You need to be recognized as a GREAT (not good) place to work. We need to market what we're doing so people view the company as a great place to work. Go tell the world. Your current employees are your best asset in this regard. Visitors will quickly see a difference as they talk to people during the company tour. In my company, we were recognized as one of the best companies to work in our state 5 times. This was done with a 3rd party anonymous survey where our employees told us what they really thought! Their answers put us near the top, and suddenly we were in the newspaper as one of the best companies to work. Instead of 5 applicants for every job, we saw 15! This had 100% to do with our lean thinking!!

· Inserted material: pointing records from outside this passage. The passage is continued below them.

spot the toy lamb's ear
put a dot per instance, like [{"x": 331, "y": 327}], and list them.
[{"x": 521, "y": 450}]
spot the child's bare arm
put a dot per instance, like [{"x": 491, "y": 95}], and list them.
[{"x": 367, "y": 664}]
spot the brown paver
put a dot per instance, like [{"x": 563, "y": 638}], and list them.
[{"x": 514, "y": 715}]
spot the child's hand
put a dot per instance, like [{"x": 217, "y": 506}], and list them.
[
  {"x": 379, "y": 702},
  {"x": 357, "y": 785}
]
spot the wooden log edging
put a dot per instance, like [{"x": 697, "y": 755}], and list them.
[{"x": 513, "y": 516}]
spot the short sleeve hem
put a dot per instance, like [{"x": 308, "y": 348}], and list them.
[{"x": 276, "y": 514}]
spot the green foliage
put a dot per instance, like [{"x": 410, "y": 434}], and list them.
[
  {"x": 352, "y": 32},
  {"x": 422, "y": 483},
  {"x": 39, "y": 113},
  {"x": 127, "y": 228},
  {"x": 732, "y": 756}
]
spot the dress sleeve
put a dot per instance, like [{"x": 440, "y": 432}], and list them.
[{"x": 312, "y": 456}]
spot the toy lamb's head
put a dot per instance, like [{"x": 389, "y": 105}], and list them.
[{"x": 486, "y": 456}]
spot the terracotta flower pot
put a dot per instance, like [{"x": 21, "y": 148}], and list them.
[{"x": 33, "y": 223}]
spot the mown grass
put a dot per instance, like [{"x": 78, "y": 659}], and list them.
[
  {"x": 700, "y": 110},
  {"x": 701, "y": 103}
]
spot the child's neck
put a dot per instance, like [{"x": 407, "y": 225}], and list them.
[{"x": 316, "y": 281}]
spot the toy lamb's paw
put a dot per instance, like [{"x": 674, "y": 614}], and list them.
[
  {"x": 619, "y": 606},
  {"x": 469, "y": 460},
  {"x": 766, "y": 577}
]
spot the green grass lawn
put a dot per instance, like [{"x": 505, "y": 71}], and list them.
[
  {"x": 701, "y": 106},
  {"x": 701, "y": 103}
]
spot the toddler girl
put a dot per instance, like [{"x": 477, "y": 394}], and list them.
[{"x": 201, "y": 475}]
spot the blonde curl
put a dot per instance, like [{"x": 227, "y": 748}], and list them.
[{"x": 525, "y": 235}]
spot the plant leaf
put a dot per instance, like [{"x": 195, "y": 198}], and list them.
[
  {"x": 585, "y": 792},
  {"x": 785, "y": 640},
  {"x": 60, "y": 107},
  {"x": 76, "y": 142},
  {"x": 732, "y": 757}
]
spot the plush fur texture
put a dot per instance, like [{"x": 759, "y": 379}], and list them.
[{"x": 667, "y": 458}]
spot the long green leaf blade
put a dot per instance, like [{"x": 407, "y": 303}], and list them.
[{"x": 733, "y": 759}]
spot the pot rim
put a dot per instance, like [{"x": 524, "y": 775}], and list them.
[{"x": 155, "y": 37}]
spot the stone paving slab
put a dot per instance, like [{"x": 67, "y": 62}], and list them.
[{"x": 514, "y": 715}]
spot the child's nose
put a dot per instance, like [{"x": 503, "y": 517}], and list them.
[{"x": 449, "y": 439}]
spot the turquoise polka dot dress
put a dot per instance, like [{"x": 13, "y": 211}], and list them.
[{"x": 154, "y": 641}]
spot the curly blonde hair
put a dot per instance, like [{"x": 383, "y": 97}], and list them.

Like Field of Dreams, build it and they will come. It is not easy, and requires a consistent, steady hand, and everyone being on the same page. But, if you want results others don't get, you need to do stuff others won't do!

Sunday, February 24, 2019

Don't Make LEAN the Company Hobby!

There's certain things worth doing in life that we need to just need to put our heads down, get a running start, and tackle head on.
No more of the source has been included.